Between February 1, 1999, and January 31, 2000, 377 patients were found to have had a first-ever-in-a-lifetime stroke (non-SAH). Nineteen were included retrospectively when hospital discharge records and death certificates were scrutinized. Of the 377 patients, 208 were women, and 169 were men. The mean age for all patients was 76.6 years (for women, 78.9 years; for men, 73.9 years). The distribution of stroke types was as follows: BI, 73% (95% CI, 68 to 77); ICH, 12% (95% CI, 9 to 15); and UND, 15% (95% CI, 12 to 20). No patients were lost during follow-up.
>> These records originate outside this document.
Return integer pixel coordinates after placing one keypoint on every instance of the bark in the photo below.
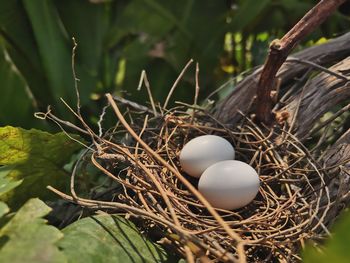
(339, 186)
(280, 49)
(319, 95)
(242, 97)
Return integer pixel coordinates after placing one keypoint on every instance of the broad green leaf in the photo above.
(105, 238)
(336, 248)
(37, 158)
(28, 239)
(6, 183)
(3, 209)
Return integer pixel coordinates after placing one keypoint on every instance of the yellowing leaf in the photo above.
(28, 238)
(37, 158)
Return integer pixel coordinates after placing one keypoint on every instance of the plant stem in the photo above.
(280, 49)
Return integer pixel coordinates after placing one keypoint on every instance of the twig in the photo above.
(175, 83)
(132, 104)
(144, 79)
(75, 76)
(279, 50)
(200, 197)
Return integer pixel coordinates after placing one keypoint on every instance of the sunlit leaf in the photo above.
(336, 248)
(37, 158)
(27, 238)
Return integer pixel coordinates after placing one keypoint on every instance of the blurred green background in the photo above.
(118, 39)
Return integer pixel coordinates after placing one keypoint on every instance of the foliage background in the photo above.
(116, 41)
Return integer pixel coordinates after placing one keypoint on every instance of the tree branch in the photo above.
(280, 49)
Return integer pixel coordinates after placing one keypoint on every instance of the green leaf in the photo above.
(4, 209)
(13, 93)
(37, 158)
(6, 183)
(336, 249)
(107, 238)
(27, 238)
(23, 50)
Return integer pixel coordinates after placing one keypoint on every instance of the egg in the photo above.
(203, 151)
(229, 184)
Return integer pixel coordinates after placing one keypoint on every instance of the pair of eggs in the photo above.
(226, 183)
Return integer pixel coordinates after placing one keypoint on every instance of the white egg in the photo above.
(203, 151)
(229, 184)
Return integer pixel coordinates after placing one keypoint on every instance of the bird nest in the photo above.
(141, 154)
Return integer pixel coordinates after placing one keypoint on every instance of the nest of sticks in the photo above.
(140, 154)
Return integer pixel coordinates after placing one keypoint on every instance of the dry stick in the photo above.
(176, 82)
(144, 79)
(75, 76)
(196, 93)
(279, 50)
(230, 232)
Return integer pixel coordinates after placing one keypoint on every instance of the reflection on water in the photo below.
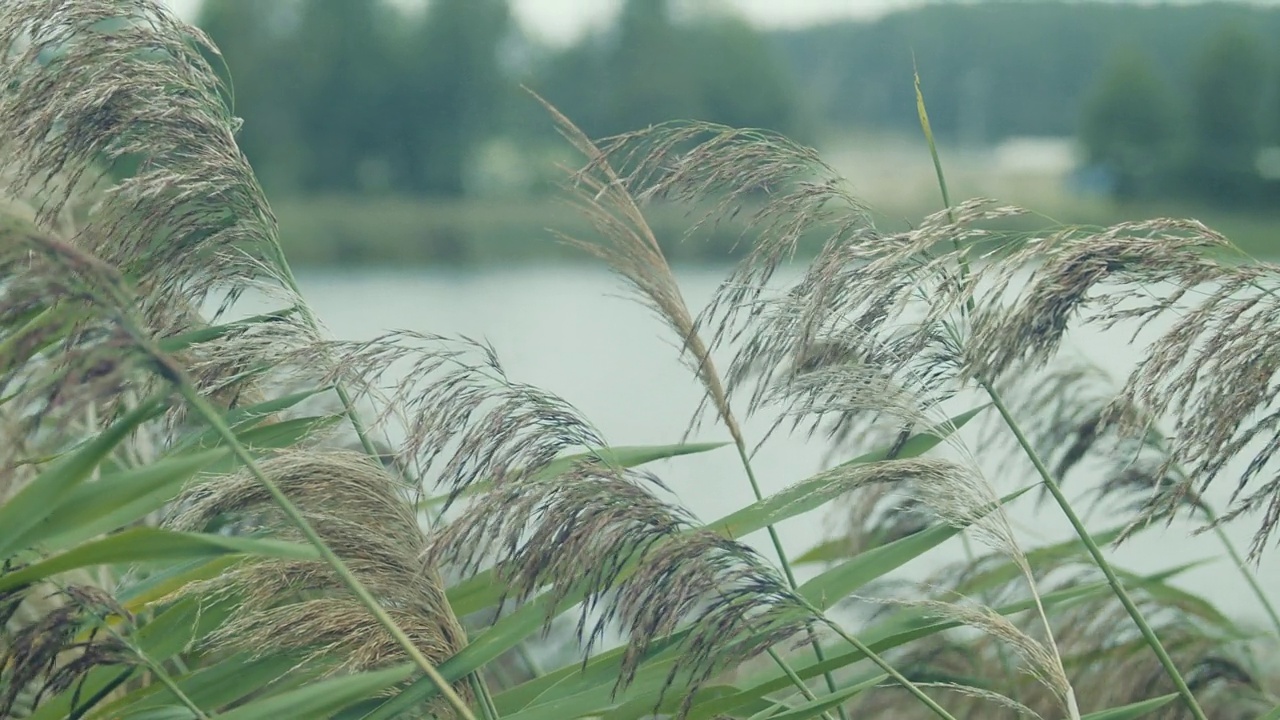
(575, 332)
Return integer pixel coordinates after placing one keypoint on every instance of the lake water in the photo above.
(575, 331)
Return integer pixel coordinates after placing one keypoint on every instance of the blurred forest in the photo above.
(379, 98)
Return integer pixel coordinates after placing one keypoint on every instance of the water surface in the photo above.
(576, 332)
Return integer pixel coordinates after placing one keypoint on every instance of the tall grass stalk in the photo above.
(644, 264)
(1046, 475)
(177, 376)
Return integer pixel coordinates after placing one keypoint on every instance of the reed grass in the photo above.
(246, 518)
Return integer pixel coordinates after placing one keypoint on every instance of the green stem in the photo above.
(487, 707)
(1096, 552)
(739, 441)
(155, 668)
(892, 671)
(348, 405)
(178, 377)
(1244, 570)
(1050, 483)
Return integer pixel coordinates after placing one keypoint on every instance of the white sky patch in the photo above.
(561, 22)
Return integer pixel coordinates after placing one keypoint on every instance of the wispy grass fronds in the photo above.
(1038, 660)
(465, 419)
(638, 561)
(123, 96)
(302, 606)
(1226, 666)
(53, 654)
(782, 188)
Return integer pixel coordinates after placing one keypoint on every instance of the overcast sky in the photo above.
(562, 21)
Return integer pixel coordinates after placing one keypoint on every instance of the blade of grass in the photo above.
(1046, 475)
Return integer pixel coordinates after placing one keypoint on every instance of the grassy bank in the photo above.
(347, 231)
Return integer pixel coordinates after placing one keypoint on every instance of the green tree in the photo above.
(257, 46)
(1129, 123)
(451, 94)
(652, 68)
(344, 48)
(743, 81)
(1226, 117)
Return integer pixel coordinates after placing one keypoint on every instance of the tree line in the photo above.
(371, 96)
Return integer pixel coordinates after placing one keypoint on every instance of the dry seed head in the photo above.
(639, 563)
(100, 83)
(360, 513)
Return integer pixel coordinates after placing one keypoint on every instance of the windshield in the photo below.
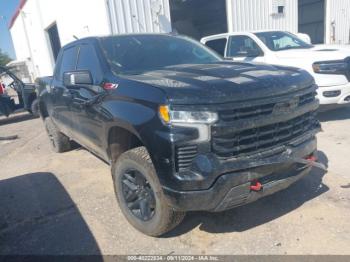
(132, 54)
(277, 41)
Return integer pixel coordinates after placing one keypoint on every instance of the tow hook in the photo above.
(311, 160)
(256, 186)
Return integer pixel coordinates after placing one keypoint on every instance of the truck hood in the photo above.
(316, 54)
(224, 82)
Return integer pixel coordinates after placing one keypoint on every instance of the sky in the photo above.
(7, 8)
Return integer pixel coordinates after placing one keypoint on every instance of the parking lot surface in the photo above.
(64, 204)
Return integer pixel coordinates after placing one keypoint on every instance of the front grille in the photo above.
(184, 157)
(254, 140)
(262, 110)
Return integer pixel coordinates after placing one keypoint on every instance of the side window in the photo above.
(243, 46)
(217, 45)
(88, 60)
(68, 61)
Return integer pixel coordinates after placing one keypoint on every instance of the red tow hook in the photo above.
(256, 186)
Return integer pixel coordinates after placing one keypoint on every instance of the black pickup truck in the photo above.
(182, 129)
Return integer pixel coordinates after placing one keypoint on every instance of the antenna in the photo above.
(138, 22)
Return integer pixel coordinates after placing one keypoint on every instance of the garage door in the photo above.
(312, 19)
(139, 16)
(198, 18)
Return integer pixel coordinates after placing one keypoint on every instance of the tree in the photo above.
(4, 58)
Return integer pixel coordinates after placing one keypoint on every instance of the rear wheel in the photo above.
(59, 142)
(140, 194)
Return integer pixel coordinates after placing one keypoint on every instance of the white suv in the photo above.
(329, 65)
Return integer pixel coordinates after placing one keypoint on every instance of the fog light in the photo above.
(331, 93)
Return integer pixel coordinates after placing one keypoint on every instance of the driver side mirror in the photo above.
(76, 78)
(254, 53)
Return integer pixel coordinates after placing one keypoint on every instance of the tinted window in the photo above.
(243, 46)
(88, 60)
(277, 41)
(69, 60)
(134, 54)
(218, 45)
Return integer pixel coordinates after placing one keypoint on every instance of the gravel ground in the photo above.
(64, 204)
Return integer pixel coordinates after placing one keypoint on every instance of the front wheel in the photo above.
(140, 195)
(59, 142)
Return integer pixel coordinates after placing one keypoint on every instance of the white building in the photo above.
(40, 27)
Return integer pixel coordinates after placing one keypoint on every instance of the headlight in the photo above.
(186, 117)
(330, 67)
(198, 119)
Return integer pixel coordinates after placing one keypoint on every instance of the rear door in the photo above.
(244, 48)
(61, 96)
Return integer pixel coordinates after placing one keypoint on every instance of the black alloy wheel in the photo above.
(138, 195)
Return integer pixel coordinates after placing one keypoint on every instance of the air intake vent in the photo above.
(184, 157)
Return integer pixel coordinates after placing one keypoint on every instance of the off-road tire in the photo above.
(59, 142)
(34, 108)
(165, 218)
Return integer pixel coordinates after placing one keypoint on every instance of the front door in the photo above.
(89, 116)
(60, 95)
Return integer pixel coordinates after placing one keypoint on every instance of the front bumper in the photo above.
(233, 188)
(342, 98)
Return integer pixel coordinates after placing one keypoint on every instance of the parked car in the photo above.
(26, 95)
(330, 66)
(182, 129)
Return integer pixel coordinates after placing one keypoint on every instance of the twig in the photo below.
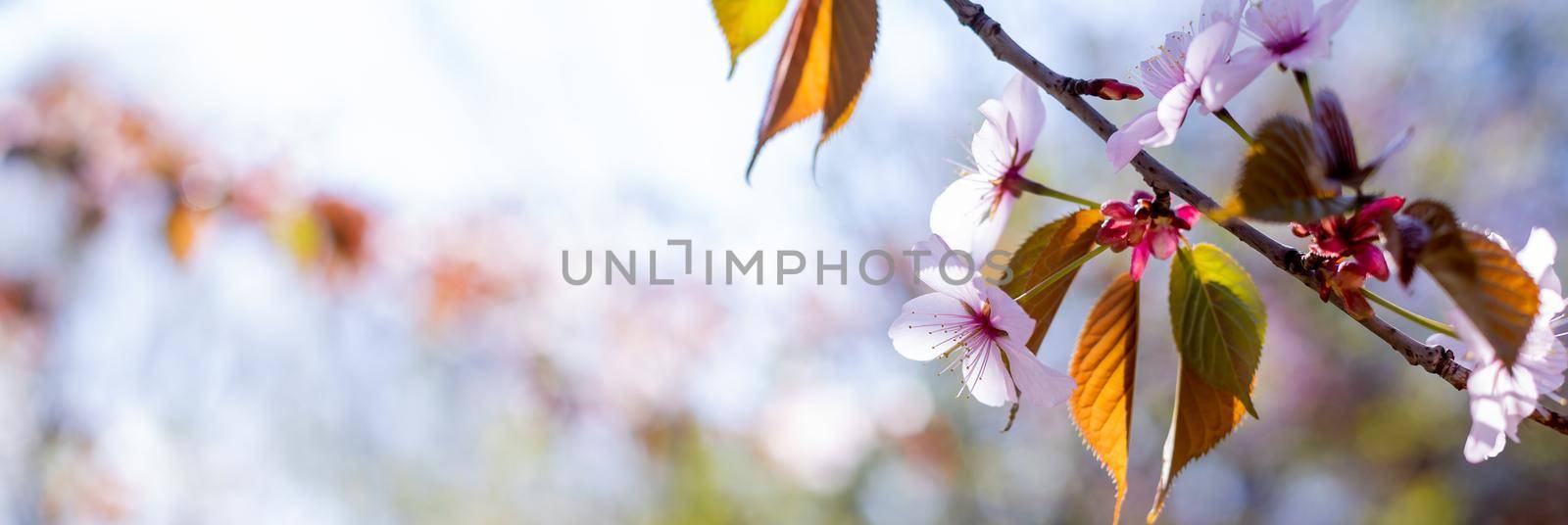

A history of risk factors for stroke (arterial hypertension, ischemic heart disease, heart failure, diabetes mellitus, TIA, cigarette smoking, atherosclerosis of peripheral arteries, AF, or dementia) was obtained in 82% of the patients. The frequencies according to stroke subtypes are given in Table 1. Only 6 of 90 patients (7%) with AF were on warfarin before the event.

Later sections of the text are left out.